Yes, that would be nine plus hours but it would take that long to teach them that at this point in their lives there are better ways to spend your movie-viewing time if you’re truly trying to learn about movies.
Of course, this would have been the incorrect response for so many reasons.
First of all, I had not and didn’t plan to see Avengers: Endgame so how did I not know it wasn’t every bit as good as any of the above three? And no, experience is not the answer. You can’t have an experience with something you haven’t experienced.
I mean, I don’t like it when they turn their nose up at the three-hour version of one of my top 10 favorite movies, Judy Garland’s A Star Is Born. And god knows that has happened a lot more than once, twice 250 times.
Second of all, don’t I teach that good and bad are relative terms and that there is no artistic hierarchy? If this is so, then why is a mess, I mean, mass entertainment movie any less valuable to see than something we film people deem essential viewing?
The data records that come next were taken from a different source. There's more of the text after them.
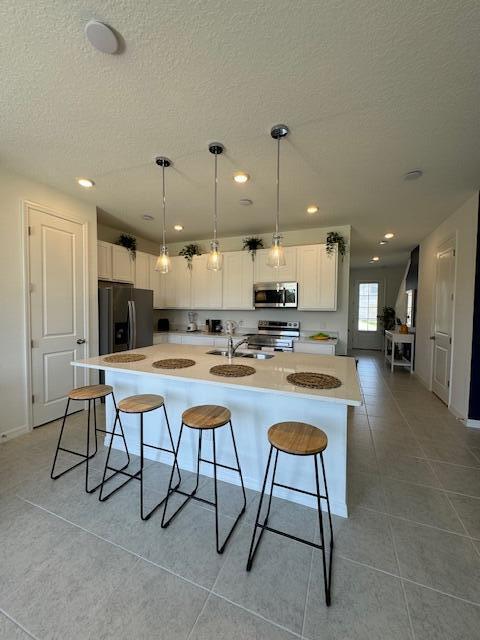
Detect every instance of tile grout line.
[367,376,416,640]
[0,607,40,640]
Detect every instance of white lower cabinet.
[222,251,254,309]
[191,253,223,309]
[254,247,297,282]
[293,342,335,356]
[297,244,338,311]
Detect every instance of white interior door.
[352,278,385,350]
[432,240,455,404]
[28,208,87,427]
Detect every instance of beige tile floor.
[0,352,480,640]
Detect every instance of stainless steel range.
[248,320,300,351]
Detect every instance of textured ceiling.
[0,0,480,266]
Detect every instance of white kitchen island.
[72,344,362,517]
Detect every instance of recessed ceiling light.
[77,178,95,189]
[85,20,118,53]
[233,171,250,184]
[403,169,423,180]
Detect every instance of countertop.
[72,344,362,404]
[153,328,338,345]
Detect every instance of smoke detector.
[85,20,118,54]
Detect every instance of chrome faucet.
[227,336,248,358]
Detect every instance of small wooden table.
[385,331,415,373]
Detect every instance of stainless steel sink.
[207,349,273,360]
[241,351,274,360]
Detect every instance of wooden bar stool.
[162,404,247,553]
[50,384,130,493]
[247,422,333,606]
[98,393,181,520]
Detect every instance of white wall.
[415,194,478,418]
[155,226,350,354]
[0,168,98,437]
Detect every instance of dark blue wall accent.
[468,193,480,420]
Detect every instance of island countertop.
[72,344,362,406]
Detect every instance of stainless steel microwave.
[253,282,298,309]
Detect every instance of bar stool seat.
[98,393,182,520]
[68,384,113,400]
[50,384,130,493]
[182,404,232,429]
[162,404,247,553]
[247,421,333,606]
[268,422,328,456]
[118,393,165,413]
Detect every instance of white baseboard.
[465,418,480,429]
[0,424,29,443]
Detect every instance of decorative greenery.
[327,231,347,258]
[178,244,202,269]
[243,236,263,260]
[377,307,396,331]
[117,233,137,260]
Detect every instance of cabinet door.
[318,244,338,311]
[223,251,253,309]
[297,244,320,309]
[255,247,297,282]
[97,242,112,280]
[135,251,152,289]
[191,253,223,309]
[112,244,134,282]
[149,256,168,309]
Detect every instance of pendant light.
[155,156,172,273]
[267,124,289,269]
[207,142,224,271]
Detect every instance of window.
[405,289,413,327]
[358,282,378,331]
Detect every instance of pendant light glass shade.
[207,242,223,271]
[267,124,289,269]
[267,234,287,269]
[155,156,172,274]
[207,142,223,271]
[155,245,172,273]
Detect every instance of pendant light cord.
[213,152,218,243]
[275,136,280,237]
[162,165,167,249]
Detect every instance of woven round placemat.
[210,364,255,378]
[287,371,342,389]
[152,358,196,369]
[103,353,147,362]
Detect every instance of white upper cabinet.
[160,256,192,309]
[297,244,338,311]
[222,251,253,309]
[254,247,297,282]
[191,253,223,309]
[112,244,135,282]
[97,241,113,280]
[148,256,168,309]
[135,251,153,289]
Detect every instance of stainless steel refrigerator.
[98,282,153,355]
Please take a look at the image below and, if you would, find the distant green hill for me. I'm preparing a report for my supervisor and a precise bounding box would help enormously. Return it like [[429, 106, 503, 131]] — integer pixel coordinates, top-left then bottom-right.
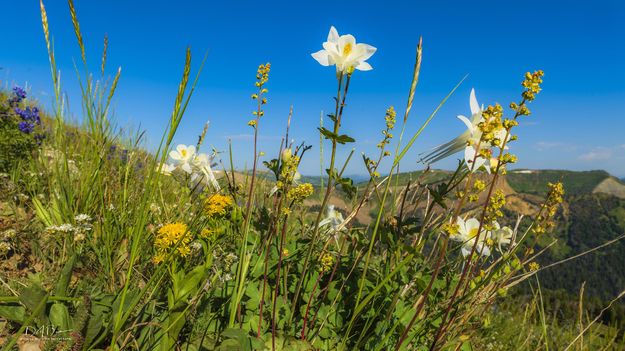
[[506, 170, 611, 195]]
If one subscribes to the idea that some escapism is required from a real world that too often than not can be dark, merciless and disappointing (Note: and who doesn’t these days?) then wouldn’t watching a star-studded SUPERHERO film be just the perfect prescription for coping with the impending realities any impending college graduate is about to face? Certainly it’s worked for much of the rest of us for generations.
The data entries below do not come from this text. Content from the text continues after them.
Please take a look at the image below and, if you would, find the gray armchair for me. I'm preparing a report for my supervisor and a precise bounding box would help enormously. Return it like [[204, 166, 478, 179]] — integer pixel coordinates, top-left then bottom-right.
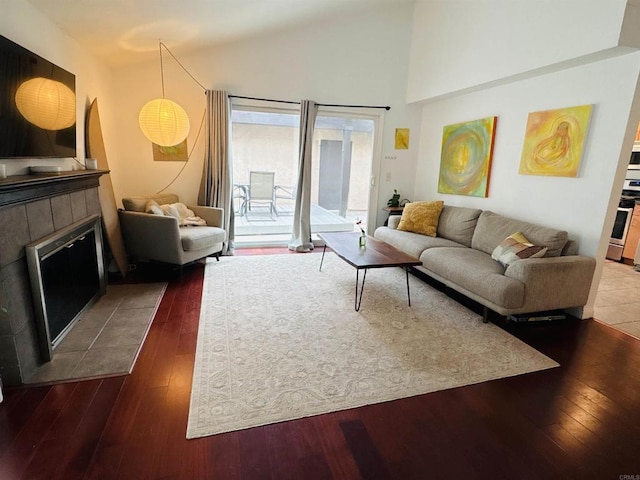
[[118, 193, 227, 267]]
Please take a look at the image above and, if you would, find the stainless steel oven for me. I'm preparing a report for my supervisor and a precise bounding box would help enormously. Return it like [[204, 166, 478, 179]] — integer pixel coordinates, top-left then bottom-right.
[[628, 142, 640, 170], [607, 179, 640, 261], [609, 207, 633, 247]]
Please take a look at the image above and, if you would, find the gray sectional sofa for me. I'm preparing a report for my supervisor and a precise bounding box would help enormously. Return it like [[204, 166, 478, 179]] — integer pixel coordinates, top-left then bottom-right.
[[374, 205, 596, 321]]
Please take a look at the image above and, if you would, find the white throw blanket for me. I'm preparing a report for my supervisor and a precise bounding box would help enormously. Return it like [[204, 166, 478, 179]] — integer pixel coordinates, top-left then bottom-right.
[[145, 200, 207, 227]]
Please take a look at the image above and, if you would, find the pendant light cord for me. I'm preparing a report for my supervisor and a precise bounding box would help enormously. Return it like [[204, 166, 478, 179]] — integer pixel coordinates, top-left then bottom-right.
[[158, 42, 166, 98], [160, 42, 207, 96]]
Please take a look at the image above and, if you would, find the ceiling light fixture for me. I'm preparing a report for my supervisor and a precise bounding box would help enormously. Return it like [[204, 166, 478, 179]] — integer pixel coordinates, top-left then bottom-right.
[[138, 42, 189, 147], [15, 77, 76, 130]]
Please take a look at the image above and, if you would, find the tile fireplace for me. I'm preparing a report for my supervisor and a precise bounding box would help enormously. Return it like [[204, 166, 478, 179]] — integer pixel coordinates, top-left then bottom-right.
[[0, 170, 107, 385]]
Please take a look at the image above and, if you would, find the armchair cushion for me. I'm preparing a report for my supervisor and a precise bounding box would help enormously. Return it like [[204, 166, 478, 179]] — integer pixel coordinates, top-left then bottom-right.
[[119, 194, 226, 265], [180, 227, 226, 252]]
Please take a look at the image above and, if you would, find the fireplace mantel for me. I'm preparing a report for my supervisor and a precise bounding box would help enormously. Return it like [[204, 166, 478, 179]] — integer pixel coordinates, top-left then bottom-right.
[[0, 170, 109, 208]]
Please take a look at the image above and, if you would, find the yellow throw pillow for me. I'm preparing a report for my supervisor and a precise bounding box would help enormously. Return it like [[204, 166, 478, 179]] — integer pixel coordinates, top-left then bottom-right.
[[398, 200, 444, 237]]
Third, and lastly of all, we ignore that which has international mass appeal and popularity at our own peril.
No one is saying that one has to experience an In-N-Out or McDonald’s hamburger. But if one is going to open a fast food restaurant, or any meat-serving restaurant, wouldn’t it behoove one to at least one time experience THE most successful meat product on the planet?
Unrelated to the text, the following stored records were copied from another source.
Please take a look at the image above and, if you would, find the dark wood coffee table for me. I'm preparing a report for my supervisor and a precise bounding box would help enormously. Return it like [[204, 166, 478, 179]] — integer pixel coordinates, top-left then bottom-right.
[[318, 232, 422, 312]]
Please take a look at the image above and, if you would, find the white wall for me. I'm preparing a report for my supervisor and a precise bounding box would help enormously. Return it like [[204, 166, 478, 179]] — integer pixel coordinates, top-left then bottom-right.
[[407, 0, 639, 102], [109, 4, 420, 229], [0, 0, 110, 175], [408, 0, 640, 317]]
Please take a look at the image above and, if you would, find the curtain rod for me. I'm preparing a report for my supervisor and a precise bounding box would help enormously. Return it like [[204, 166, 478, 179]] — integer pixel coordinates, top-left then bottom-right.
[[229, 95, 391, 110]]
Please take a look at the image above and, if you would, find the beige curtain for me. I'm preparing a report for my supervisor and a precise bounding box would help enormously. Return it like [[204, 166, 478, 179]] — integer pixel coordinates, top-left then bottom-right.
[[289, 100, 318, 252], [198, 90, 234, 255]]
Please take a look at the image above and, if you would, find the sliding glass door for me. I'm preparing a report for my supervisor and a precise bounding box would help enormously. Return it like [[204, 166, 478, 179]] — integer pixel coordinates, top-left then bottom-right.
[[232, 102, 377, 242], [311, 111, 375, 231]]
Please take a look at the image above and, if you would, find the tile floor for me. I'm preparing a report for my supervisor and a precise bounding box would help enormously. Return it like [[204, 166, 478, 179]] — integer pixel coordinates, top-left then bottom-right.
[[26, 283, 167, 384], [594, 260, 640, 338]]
To NOT do so would mean a willful ignorance of the marketplace and world around one. To close one’s ears, eyes and taste buds to what is would mean one is willfully NOT listening to what the majority of people prefer.
To lower, or even raise one’s standards ONE TIME and try – meaning hear, see or experience – something one in no way prefers means one is purposely remaining willfully ignorant.
And we all know people who are WILLFULLY IGNORANT, right?
We know what happens when we don’t listen to and ignore the demands, tastes and preferred choices of a group large enough to be considered a MASS audience, right?
Someone can step in and serve up a modern version of the McDonald’s hamburger that is so simultaneously seductive and yet poisonous that it can bring an entire industry to its knees in submission.
It will then duplicate, replicate and otherwise dominate everything to such an extent that few other types of preferred food stuffs would be able to survive.
Imagine a world where one had little choice but to eat not only a fast food hamburger, but a certain type of fast food hamburger, at least periodically, for primary sustenance?
Then imagine a world where these choices extended to all of the arts and entertainment.
Then, finally, imagine what that same, seductive poisonous product could do to, say, a democracy? What WOULD happen when so few choices were left?
That and so much more is why this week and going forward I am going to do my best to try and not only listen, but HEAR.
I don’t want to live in a world where burgers, superheroes and flaccid dictatorships are my primary, and then only, options. (Note: That is unless I really do and this is the last reel of the original Blade Runner because I do know, that in just a few decades, I will have a chance at a sequel).
I guess what this means is that a screening of Avengers: Endgame is in my foreseeable future. God (or whoever you deem Her to be) help me. And us.